Kurt Andro – April 17th 2014
A device that looks like a smartphone at first glance, but is actually just a password manager. A portable device running solely a functionally reduced operating system and a password manager. It would only require moderately powerful hardware (display, memory, processor) and should of course be fully encrypted.
It should (with one exception*) not contain any parts or interfaces that would allow external communication, i.e. no modem, SIM card holder, Ethernet, Wifi, Bluetooth, SD card holder, microphone, camera, etc., because password managers running on PCs or smartphones that are connected to the outside world, are (in my opinion) not secure enough to entrust them with important secrets such as passwords, PINS, etc.
* For (also encrypted) database backups, the device should have a memory card holder in which no standard cards (SD or similar) fit. A new card type (shape, size) should be created that can only be used for this device type and this application.

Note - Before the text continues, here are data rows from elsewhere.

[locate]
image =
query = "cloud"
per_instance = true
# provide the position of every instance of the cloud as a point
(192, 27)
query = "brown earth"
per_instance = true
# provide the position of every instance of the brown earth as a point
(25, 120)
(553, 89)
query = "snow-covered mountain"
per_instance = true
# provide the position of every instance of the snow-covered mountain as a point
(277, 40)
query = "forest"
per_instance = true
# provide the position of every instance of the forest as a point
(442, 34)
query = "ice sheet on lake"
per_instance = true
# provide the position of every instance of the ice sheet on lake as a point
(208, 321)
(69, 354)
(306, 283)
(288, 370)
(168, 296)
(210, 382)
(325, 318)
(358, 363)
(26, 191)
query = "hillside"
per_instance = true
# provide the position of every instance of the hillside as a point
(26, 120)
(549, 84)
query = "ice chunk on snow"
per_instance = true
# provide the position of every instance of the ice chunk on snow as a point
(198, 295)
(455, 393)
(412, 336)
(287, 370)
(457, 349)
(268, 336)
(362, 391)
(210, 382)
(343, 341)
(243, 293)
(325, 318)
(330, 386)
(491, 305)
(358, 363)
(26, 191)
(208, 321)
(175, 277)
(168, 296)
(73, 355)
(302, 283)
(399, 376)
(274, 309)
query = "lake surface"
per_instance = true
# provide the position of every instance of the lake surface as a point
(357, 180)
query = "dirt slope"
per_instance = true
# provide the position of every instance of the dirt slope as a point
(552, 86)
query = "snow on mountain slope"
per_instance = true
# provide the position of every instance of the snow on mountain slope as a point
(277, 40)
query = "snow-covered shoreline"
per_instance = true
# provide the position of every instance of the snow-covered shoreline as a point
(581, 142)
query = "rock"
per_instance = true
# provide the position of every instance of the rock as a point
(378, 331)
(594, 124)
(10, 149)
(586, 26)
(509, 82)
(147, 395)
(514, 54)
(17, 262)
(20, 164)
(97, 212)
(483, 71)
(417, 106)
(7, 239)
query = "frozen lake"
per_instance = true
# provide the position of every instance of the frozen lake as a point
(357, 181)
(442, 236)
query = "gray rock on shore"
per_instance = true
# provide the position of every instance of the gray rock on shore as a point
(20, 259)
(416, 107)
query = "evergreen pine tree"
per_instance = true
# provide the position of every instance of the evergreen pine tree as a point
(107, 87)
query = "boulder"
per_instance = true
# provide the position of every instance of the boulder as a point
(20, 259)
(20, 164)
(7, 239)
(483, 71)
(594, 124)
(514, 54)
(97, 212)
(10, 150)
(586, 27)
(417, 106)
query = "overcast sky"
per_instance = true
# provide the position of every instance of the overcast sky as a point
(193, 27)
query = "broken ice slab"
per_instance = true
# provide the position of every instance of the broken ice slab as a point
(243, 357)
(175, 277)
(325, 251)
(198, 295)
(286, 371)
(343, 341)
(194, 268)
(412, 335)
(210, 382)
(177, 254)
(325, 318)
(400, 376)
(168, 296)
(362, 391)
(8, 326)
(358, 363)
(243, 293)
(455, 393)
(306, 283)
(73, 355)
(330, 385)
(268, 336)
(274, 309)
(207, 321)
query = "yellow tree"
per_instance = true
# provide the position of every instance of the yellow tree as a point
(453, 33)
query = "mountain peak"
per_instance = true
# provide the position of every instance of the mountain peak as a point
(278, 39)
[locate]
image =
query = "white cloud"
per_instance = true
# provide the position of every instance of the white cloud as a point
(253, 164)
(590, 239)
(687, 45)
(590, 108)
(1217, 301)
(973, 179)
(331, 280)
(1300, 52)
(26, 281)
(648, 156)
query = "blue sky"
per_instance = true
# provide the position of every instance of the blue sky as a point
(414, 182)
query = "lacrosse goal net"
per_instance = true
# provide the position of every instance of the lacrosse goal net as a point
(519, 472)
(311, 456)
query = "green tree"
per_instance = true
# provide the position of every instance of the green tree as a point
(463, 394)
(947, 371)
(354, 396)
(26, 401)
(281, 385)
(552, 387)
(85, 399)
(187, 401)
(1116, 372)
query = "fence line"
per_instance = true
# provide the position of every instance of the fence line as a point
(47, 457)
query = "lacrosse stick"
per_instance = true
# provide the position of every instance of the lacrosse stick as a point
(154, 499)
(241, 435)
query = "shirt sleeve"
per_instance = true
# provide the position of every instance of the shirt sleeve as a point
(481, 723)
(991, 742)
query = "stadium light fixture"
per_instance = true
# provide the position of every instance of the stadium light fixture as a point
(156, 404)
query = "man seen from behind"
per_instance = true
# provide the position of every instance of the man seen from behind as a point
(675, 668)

This is to prevent these cards from (accidentally) being inserted into other devices and potentially losing data or being contaminated with malware. Two cards should be supplied with the device so that one can be stored alternately in a different location.
As the only application the password manager starts immediately after switching on with the query of the master password. Incorrect entries result in forced pauses, which become longer from one failed attempt to the next.
The manufacturer would have to guarantee to be able to supply replacements for this type of device and these memory cards for many years. Due to the very simple equipment such a device is probably relatively inexpensive to manufacture.
Pros: Hardly surpassable security. Comfortable and mobile to use. Cons: Passwords must be entered manually when using (e.g. in the browser). Automatic filling of form fields is of course not possible.
I think it would be great if the social purpose company Purism would build such a device and use a scaled down PureOS plus a free password manager for it.